Não faz qualquer diferença a esta altura dos acontecimentos.
Não muda a realidade nem minimiza um massacre engendrado pelos "falcões", a direita americana que inclui o secretário Rumsfeld e Wolfowitz, seu vice, além do próprio vice-presidente dos Estados Unidos, Dick Cheney ? gente que se acha, de alguma maneira, os privilegiados do mundo.
As forças invasoras do Iraque encontram mais resistência que o esperado. Jovens soldados norte-americanos, pouco mais que garotos, podem perder a vida no deserto em nome de uma operação que não representa mais do que interesses restritos dos pretensos donos do mundo.
Talvez, mais que nunca, seja interessante reler o que publicou Randolph Bourne (1886-1918), um anarquista e intelectual refinado que escreveu sobre literatura para várias publicações de destaque, nos Estados Unidos, antes de morrer muito jovem, aos 32 anos. Seus melhores escritos foram reunidos no volume Os Intelectuais e a Guerra.
Em A Guerra e a Saúde do Estado, Bourne escreve que a guerra "coloca em movimento, automaticamente, em toda a sociedade, aquelas forças irresistíveis que buscam a uniformidade e cooperam com o governo entusiasticamente na tarefa de coagir grupos minoritários e as pessoas isoladas sem identificação com o grupo, obrigando-as a obedecer".
"Os mecanismos de governo", considera, "não só estabelecem as punições mas aplicam-nas fazendo com que as minorias sejam silenciadas pela força ou passem por um processo sutil de persuasão que acabará por convencê-las de que foram convertidas."
Mas Bourne previne que esse esforço de convencimento pode ter efeitos contrários:
"…as minorias se tornam teimosas e algumas opiniões intelectuais são duras e satíricas. Mas de um modo geral, em tempos de guerra, a nação atinge uma uniformidade de sentimentos, uma hierarquia de valores que culmina com o ápice do ideal de Estado, o que só pode ser obtido pela guerra".
Outros valores da vida…
"…como a criação artística, o conhecimento, a razão e a beleza, a melhoria das condições de vida, são imediatamente sacrificados, quase sempre por unanimidade, e as classes mais altas que se constituíram, elas próprias, em agentes do Estado ocupam-se não apenas em sacrificar esses valores, mas em fazer com que os outros também sacrifiquem".

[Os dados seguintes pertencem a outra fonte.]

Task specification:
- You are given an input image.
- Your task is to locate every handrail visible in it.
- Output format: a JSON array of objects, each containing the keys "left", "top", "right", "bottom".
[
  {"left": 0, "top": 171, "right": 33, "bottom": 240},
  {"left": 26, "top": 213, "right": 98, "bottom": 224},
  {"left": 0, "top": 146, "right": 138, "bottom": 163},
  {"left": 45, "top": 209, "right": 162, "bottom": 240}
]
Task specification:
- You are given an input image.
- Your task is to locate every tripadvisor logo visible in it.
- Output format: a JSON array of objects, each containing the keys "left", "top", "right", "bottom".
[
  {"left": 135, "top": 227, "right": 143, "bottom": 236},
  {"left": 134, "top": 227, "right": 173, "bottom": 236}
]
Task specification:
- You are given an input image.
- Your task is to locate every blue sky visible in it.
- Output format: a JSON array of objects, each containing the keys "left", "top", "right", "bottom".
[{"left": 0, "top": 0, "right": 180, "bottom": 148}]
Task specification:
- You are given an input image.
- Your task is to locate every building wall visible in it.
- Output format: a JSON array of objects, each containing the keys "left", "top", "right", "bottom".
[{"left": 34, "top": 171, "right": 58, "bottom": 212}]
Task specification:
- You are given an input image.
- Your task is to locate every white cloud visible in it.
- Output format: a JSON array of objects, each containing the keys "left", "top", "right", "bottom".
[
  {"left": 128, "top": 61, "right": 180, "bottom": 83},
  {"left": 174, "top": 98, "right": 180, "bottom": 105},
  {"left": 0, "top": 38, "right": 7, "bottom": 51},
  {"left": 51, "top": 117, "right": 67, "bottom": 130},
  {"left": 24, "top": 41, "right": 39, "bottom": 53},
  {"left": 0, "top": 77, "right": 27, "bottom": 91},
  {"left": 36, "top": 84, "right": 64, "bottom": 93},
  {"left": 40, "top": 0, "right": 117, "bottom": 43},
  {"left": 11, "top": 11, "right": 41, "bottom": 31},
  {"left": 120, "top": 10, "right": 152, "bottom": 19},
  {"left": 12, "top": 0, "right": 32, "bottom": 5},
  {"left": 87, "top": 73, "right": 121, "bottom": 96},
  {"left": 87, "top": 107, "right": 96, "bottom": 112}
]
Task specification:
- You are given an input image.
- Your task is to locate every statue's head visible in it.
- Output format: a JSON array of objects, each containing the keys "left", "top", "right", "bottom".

Como se vê, escrito em 1918, o texto de Bourne, na essência, não perdeu nada de sua atualidade.
As pessoas poderiam decidir-se, aqui, e em todo o mundo, a carregar braçadeiras negras e pendurar véus negros em suas janelas como forma de protestar contra uma guerra estúpida, como são todas as guerras, e assim rejeitar, durante as 24 horas do dia, uma violência inaceitável, que não nos deixa dormir.
E que ainda não sabemos para onde pode nos levar.